The same goes for phenomenological talk of the worlds, paths, and spaces.  The world of phenomenology is not a material world, but is, as Heidegger puts it, “…the relational totality of…signifying we call ‘significance’.  This is what makes up the structure of the world” (Being and Time, 120).  This is a purely human affair.  It is a matter of the symbolic, not the real.  Descartes was closer to understanding what the material world is than Heidegger.  Likewise, when we talk of lived space and paths, we’re not talking about material space, but rather the space of intentional and embodied experience described so nicely by Merleau-Ponty and Ed Casey in Getting Back Into Place.  We’re talking about “near-structures” and “far-structures” and, following Heidegger’s wonderful example, how the glasses that sit on our nose are more remote than the computer screen I now gaze upon.  These belong to the domain of the “imaginary” or lived experience, not materiality.

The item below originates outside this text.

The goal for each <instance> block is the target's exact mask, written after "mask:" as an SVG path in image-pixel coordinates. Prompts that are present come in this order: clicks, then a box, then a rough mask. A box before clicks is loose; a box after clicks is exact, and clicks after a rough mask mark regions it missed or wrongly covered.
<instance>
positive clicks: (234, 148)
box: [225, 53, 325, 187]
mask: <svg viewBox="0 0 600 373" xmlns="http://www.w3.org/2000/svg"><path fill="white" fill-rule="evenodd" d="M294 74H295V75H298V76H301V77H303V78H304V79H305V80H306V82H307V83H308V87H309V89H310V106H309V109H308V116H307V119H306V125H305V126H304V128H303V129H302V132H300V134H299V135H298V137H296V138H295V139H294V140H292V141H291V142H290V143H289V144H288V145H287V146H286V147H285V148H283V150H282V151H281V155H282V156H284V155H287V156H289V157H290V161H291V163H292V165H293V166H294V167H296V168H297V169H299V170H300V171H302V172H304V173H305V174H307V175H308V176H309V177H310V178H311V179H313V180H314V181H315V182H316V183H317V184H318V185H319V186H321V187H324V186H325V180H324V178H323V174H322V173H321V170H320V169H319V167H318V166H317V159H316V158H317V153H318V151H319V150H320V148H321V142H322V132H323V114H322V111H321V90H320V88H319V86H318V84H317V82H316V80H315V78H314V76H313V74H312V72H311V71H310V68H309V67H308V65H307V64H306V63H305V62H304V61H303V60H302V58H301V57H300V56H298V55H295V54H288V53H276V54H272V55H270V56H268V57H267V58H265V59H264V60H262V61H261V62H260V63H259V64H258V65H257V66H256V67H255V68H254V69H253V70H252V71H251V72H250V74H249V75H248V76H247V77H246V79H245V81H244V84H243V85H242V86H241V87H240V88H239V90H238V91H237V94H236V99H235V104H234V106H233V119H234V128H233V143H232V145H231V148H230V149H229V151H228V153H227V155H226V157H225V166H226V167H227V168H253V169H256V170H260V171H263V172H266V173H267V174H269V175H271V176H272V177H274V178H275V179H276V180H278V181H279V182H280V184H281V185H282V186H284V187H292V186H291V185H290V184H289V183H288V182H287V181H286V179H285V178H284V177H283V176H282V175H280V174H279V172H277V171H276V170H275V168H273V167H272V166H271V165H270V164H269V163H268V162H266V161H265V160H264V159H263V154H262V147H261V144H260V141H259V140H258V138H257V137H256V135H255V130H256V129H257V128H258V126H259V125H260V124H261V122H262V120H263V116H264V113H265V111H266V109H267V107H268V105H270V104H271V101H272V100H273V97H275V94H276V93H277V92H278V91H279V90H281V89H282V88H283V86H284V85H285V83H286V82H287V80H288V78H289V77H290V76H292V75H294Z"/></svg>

ABandoned School - ChernobylThe same goes for the analysis of institutions.  Institutions aren’t material entities, but are symbolic entities.  While they’re often housed in buildings that require bricks, glass, mortar, copper wiring, electricity, and so on, these material beings are not what we’re referring to when we refer to an institution.  Proof of this lies in the fact that we can move institutions to other buildings without changing their being and in the fact that buildings can decay while the institution remains as robust as it ever was.  Institutions are, rather, composed of symbolic entities such as norms, missions, laws, roles, and so on.  Institutional analysis is analysis in the symbolic, not the material.

Again, the point of borromean critical theory is not to exclude phenomenological or semiotic analysis.  The phenomenological, semiotic, and the material are intertwined with one another in our world.  However, of these three orders, I believe that the material has received short shrift and that current dominant usages of the term are unrecognizable.  Things are changing and there are exceptions to this.  The work of theorists such as Donna Haraway, Bruno Latour, Isabelle Stengers, Karen Barad, Stacy Alaimo, and Jane Bennett among others has all gone far in raising attentiveness to genuine materiality.  The same is true of media theorists such as Kittler, Ong, and McLuhan.  Catherine Malabou is notable in this connection with her work on neurology.  That said, critical theory has been overwhelmingly dominated by a focus on the phenomenological and the semiotic.  Making a little room for the material doesn’t hurt anything, but merely opens new vistas for understanding the mechanisms of power and devising strategies for resistance.  Nothing about this diminishes phenomenological or semiotic modes of analysis or leads to their erasure.